Theo Epstein hinted at this move in his letter explaining why he was leaving the Chicago Cubs, but now it is official. He is joining the MLB front office as a consultant to commissioner Rob Manfred on the effects of future rule changes. Here is the MLB announcement of the news (via Ken Rosenthal):
Here is what I wrote in November when Epstein hinted at this news:
Of course it was incumbent among front offices, managers, and players to identify advantages for winning, but it’s gotten so calibrated that the soul of the game has withered. A perpetual procession of strikeouts, walks, and home runs has yielded a dearth of base runners and therefore of action.

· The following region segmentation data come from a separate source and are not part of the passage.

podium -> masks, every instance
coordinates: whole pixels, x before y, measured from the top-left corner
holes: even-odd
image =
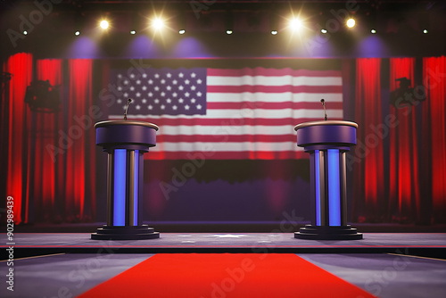
[[[108,153],[107,224],[91,234],[96,240],[159,238],[142,223],[144,153],[156,145],[154,124],[108,120],[95,124],[96,145]]]
[[[310,153],[312,225],[301,228],[294,238],[316,240],[362,239],[347,225],[345,154],[356,145],[358,124],[321,120],[294,127],[297,145]]]

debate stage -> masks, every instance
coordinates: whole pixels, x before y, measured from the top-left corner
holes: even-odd
[[[175,276],[177,266],[181,267],[182,261],[191,257],[219,260],[236,258],[237,255],[243,260],[252,261],[259,269],[265,265],[265,261],[274,263],[277,257],[303,261],[321,270],[309,281],[311,283],[309,286],[316,288],[326,288],[328,281],[318,280],[317,277],[328,272],[328,277],[346,282],[345,285],[371,296],[444,297],[446,294],[445,233],[366,233],[362,240],[349,241],[295,239],[293,233],[161,233],[159,239],[120,241],[92,240],[90,233],[18,233],[14,236],[15,290],[12,294],[6,292],[4,286],[2,287],[2,297],[35,297],[36,293],[39,293],[39,297],[48,298],[61,295],[93,297],[102,293],[100,291],[104,287],[107,288],[103,286],[106,283],[111,283],[107,284],[109,286],[120,285],[117,287],[120,289],[122,285],[120,282],[125,284],[128,281],[120,281],[120,278],[128,275],[134,280],[128,285],[129,287],[148,286],[146,292],[137,296],[170,297],[173,294],[171,291],[185,288],[181,295],[183,297],[242,297],[244,295],[237,294],[245,285],[242,281],[233,281],[236,286],[234,286],[234,291],[222,292],[225,280],[227,282],[230,279],[227,279],[229,277],[224,270],[220,276],[212,276],[218,271],[218,265],[214,262],[192,262],[194,265],[189,269],[182,269],[194,276],[200,274],[197,273],[201,272],[200,267],[204,267],[205,272],[211,275],[209,277],[211,283],[203,281],[206,280],[206,274],[202,277],[194,276],[194,285],[188,285],[188,277],[185,279]],[[6,246],[0,247],[4,260]],[[160,261],[161,257],[164,261]],[[299,259],[294,259],[297,257]],[[158,263],[161,262],[161,268],[151,262],[155,259]],[[169,261],[166,262],[165,260]],[[225,260],[221,261],[222,269],[235,270],[231,267],[232,263]],[[163,273],[158,271],[162,269],[165,262],[168,267],[164,270],[173,276],[170,279],[162,280],[169,282],[172,288],[166,288],[164,284],[157,285],[152,279],[158,275],[162,276]],[[143,265],[145,267],[141,269]],[[169,266],[173,266],[175,269]],[[0,262],[0,268],[4,272],[7,268],[5,261]],[[147,277],[138,277],[137,272],[134,272],[137,268]],[[283,283],[293,283],[287,278],[310,278],[310,273],[301,272],[301,269],[299,271],[299,268],[295,269],[294,273],[289,268],[279,269],[265,278],[269,280],[278,272],[285,274],[277,277]],[[150,277],[151,274],[153,277]],[[250,274],[246,273],[246,277],[248,278]],[[145,281],[147,285],[145,286]],[[294,280],[294,283],[297,288],[303,288],[301,282],[296,283]],[[281,297],[294,297],[296,294],[284,294],[280,292],[282,286],[275,286],[269,281],[268,285],[259,286],[277,286],[277,292],[275,293]],[[166,294],[153,295],[151,288],[155,293]],[[194,291],[202,292],[196,296]],[[326,294],[317,289],[313,294],[310,296],[322,297]],[[119,294],[110,293],[100,294],[120,296]],[[265,294],[259,296],[268,295]],[[358,294],[335,294],[334,296],[359,297]]]
[[[443,233],[367,233],[362,240],[348,241],[295,239],[293,233],[161,233],[159,239],[119,241],[92,240],[87,233],[21,233],[15,235],[14,240],[16,257],[162,252],[400,253],[446,257]]]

Manfred gets a lot of criticism for appearing like he is unsentimental about the game of baseball, but he’s been ahead of the curve in sounding the alarm that they are going to have to tweak the sport to liven it up. Every time he brought it up, he was met with staunch resistance from detractors who told him he just hates baseball.
You never let a crisis go to waste, and so the commissioner used the pandemic as an opportunity to ram in universal DH, a runner starting on second base in extra innings, and seven-inning doubleheaders. People complained initially, but these changes wound up, in my opinion, being positive innovations.
This isn’t to say that he did anything unethical with his application of analytics, but hiring Epstein to fix the bugs in baseball would be like how casinos hire old cheats or card counters to identify their own kind in table games. Other than eliminating the shift, I don’t have a ton of ideas off the top of my head for what Epstein should do to spruce up the game, but he’s the perfect person for the job.
I continue to believe that Epstein will have a positive impact in this role. Baseball needs to figure out a way for the ball to be in play more, with more action on the base paths. Epstein is the perfect person for this job.